Cranborne Primary School in Hertfordshire told their parents they could only remotely view the Nativity. 

But yesterday Mr Walker said: ‘I want to see schools continuing to engage with parents in as constructive a way as they possibly can.

‘Of course, where they can go ahead safely, things like Nativity plays and end-of-term shows are really important and a good way of doing that. I would want to see as many going forward as possible.’

Robin Walker, School Minister at Schools has called for schools to stage Nativity plays in spite of Covid concerns. These are significant traditions and they should be staged by schools.

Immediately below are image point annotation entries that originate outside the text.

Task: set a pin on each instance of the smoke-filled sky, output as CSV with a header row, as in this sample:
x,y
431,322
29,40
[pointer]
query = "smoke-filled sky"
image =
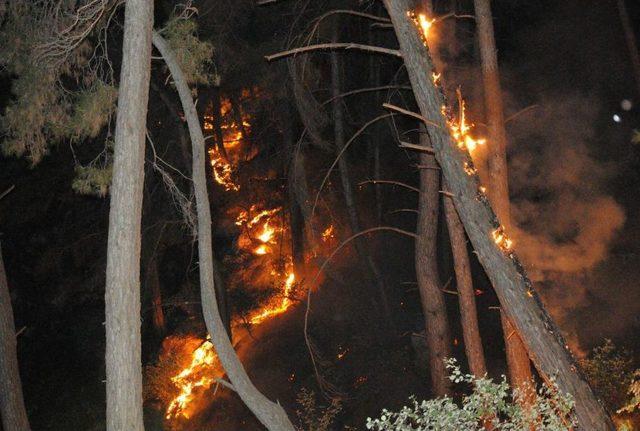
x,y
572,168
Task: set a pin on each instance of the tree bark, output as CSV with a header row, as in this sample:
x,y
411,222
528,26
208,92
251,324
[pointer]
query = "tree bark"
x,y
12,410
518,362
630,38
157,314
466,294
123,350
542,339
347,186
431,295
296,214
270,414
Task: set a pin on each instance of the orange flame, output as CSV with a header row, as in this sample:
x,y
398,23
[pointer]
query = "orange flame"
x,y
501,239
282,306
191,378
328,234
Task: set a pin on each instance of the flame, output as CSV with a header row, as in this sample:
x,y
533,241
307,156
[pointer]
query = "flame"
x,y
460,128
328,234
267,233
282,306
261,250
191,378
232,137
501,239
425,25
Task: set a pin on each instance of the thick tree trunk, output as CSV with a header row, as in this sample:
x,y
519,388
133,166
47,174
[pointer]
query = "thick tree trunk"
x,y
542,339
157,313
347,187
218,142
12,410
217,122
518,363
466,294
632,44
426,251
296,214
123,350
270,414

When asked whether it was wrong for schools to axe in-person Nativity plays and festive events, Mr Walker said: ‘I think it’s good where those important traditions can be maintained that they are.’

But he added: ‘I understand there will be schools that feel that they have to take extra precautions and particularly when it’s about adults coming into a school… they need to be able to look at their local circumstances. 

“They should be able work with the local directors for public health, who will have an understanding of the local environment. And I respect that that’s going to be different in different parts of the country.’

Many schools had to cancel Nativity plays due to the pandemic, while some others held traditional performances online.

School leaders’ union NAHT said some of its members had this year moved Nativities and festive celebrations online or to video-only, because of rising cases locally.

Mr Walker said: ‘I recognise – and I had to do that last year – in these circumstances sometimes they will feel it’s safer for the children to go ahead with a performance and the parents to watch it remotely. That has been part of the reality that we’ve all been through.’

Mr Walker said: ¿I want to see schools continuing to engage with parents in as constructive a way as they possibly can... things like Nativity plays and end-of-term shows are really important and a good way of doing that'

Mr Walker said: ‘I want to see schools continuing to engage with parents in as constructive a way as they possibly can… things like Nativity plays and end-of-term shows are really important and a good way of doing that’

James Bowen, director of policy for NAHT, said: ‘There is nothing schools want more than to have a hall full of families enjoying the children putting on their festive show.

‘However, they have so many things to balance when deciding what to do this year. Schools will be listening carefully to the advice being given by the public health teams and local authorities and putting the appropriate measures in place based on that advice.’

Geoff Barton, of the Association of School and College Leaders, said: ‘Leaders will be realistic about the significant challenges they continue to face in tackling the disruption to normal school life…

‘Some may, reluctantly, decide to cancel shows but the technology that has played such a vital role in education during the pandemic also offers schools the opportunity to stage virtual performances.’